Friday, May 15, 2015

A Critical Examination of Carol Kahn’s " Can we achieve immortality? The ethics of cloning and other life-extension technologies " Part 3

Application to Abortion


Pro-Life advocates – with a few exceptions – argue that the human being is a person with a right to life from the moment it comes into being at conception. This is because the unborn human being has a personal nature with intrinsic capacities and powers that naturally and innately flow from its nature. When the unborn human being is able to actively exercise these capacities, its nature is being perfected. So essentially, being a human person is more of a matter of having a human nature than having an ability or property that’s more typically associated with mature human beings than less developed human beings.

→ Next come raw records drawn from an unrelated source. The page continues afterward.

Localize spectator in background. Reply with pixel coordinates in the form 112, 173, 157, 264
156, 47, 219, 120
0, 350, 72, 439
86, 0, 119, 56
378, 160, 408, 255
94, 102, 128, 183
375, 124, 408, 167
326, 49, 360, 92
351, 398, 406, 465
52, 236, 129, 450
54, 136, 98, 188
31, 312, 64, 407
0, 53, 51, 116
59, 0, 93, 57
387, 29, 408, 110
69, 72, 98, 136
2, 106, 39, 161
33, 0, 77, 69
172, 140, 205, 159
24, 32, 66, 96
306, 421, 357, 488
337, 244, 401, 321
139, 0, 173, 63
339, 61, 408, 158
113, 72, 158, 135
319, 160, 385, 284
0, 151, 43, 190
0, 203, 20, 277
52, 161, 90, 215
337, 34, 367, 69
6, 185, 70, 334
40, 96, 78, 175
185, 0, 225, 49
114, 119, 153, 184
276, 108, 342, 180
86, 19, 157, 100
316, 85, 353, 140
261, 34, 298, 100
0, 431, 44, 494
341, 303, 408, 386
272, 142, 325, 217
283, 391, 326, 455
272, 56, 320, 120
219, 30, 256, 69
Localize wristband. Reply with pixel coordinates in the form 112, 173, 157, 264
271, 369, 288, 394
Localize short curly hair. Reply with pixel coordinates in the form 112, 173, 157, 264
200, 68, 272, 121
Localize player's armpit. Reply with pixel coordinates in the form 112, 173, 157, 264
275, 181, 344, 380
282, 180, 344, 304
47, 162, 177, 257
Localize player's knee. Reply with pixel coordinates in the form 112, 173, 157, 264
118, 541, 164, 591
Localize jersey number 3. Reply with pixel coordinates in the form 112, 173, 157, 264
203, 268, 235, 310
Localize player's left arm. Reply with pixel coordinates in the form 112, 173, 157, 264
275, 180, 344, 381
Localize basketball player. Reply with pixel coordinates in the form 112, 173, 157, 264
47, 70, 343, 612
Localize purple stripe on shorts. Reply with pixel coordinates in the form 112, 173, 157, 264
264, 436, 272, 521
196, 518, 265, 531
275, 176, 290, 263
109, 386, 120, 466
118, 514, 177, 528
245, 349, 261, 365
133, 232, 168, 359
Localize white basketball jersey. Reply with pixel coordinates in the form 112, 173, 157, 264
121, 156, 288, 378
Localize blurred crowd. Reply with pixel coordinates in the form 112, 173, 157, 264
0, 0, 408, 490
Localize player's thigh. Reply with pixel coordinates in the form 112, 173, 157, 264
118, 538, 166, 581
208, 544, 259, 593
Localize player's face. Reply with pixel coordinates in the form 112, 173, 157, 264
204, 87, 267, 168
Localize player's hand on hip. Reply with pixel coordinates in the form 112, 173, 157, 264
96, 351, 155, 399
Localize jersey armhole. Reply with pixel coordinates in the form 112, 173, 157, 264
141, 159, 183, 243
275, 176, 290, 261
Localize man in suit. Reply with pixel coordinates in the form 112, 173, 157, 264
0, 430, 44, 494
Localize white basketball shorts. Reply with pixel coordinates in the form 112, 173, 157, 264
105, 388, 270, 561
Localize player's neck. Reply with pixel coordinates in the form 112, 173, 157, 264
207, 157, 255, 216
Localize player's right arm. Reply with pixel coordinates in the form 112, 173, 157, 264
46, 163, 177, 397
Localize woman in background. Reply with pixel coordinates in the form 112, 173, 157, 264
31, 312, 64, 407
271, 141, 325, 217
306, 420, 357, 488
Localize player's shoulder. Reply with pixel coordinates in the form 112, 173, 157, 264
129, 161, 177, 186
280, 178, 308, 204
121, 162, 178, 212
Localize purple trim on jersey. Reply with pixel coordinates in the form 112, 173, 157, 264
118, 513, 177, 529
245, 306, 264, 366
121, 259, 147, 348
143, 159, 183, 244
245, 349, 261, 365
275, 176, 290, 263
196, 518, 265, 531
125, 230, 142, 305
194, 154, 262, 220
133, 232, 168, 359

Carol Kahn does briefly interact with the pro-life understanding regarding the moral permissibility of abortion when she says, “The fetus is regarded, at least in the early and middle stages of gestational life, as something less than a fully functional human being, and unless one believes that the fetus has an immortal soul that is being destroyed, no other conclusion is logical.” (P. 17). It is true that the fetus in those stages is not as developed as a newborn or infant, but she assumes that level of development is essential to personhood or having a right to life without giving any or adequate reasons. Second, secular arguments generally used by religious and non-religious pro-life advocates do not necessarily focus on the existence of the soul as crucial in determining the unborn’s moral status. The Pro-Life position, while it most often touches on abortion than other issues, is certainly not confined to the abortion issue. These arguments and issues impact our understanding about embryonic stem cell research, cloning, physician-assisted suicide, euthanasia, and lastly abortion.